Premiato come miglior film alla Festa del cinema di Roma, arriva nelle nostre sale dal 22 dicembre con I Wonder Pictures
Shih-Ching Tsou ci regala con Una famiglia a Taipei un racconto delicato e al tempo stesso incisivo della vita quotidiana nella capitale taiwanese, osservata dalla prospettiva di una bambina di cinque anni. La città, vibrante e caotica, diventa un caleidoscopio di luci al neon, mercati affollati e corridoi di fuga, un mondo che sembra oscillare tra magia e durezza, catturato dalla macchina da presa a livello della piccola I-Jing. La regista utilizza l’altezza e lo sguardo della protagonista come lente per ricomporre lo spazio urbano, rendendo il film un’esperienza immersiva che trasporta lo spettatore direttamente tra le bancarelle e i vicoli di Taipei.

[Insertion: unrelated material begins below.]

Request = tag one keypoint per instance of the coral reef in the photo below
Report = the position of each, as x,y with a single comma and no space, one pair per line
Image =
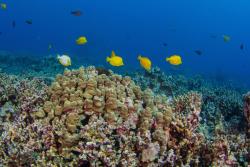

Al centro della storia c’è I-Jing, una bambina mancina a cui il nonno superstizioso ha insegnato che la mano sinistra è “del diavolo”. Questo divieto, quasi antropologico, diventa per I-Jing uno strumento di libertà e ribellione: con la mano sinistra ruba braccialetti al mercato e, metaforicamente, esplora la città in modo unico, filtrata dalla sua innocenza e curiosità. La sorella maggiore I-Ann e la madre Shu-fen, lasciata dal marito e alle prese con debiti e difficoltà quotidiane, completano il quadro di una famiglia sospesa tra affetto, fragilità e tensioni economiche. I-Ann lavora segretamente come betel nut girl, tra luci al neon e desideri contraddittori, mentre Shu-fen cerca di gestire una realtà sempre più sfuggente.
Chi ha familiarità con il cinema di Sean Baker (Anora) riconoscerà nel ritmo indiavolato, nel realismo degli ambienti e nell’attenzione ai dettagli quotidiani una parentela estetica evidente. Baker, qui in veste di co-sceneggiatore e montatore, contribuisce a un montaggio che pulsa come un cuore: tagli rapidi, micro-azioni, sequenze in soggettiva che trasformano ogni gesto in esperienza sensoriale. La regia di Tsou, pur debitrice a Baker, non si limita a replicarne lo stile; aggiunge una tenerezza osservativa che stempera il grigiore sociale e illumina i legami tra i personaggi.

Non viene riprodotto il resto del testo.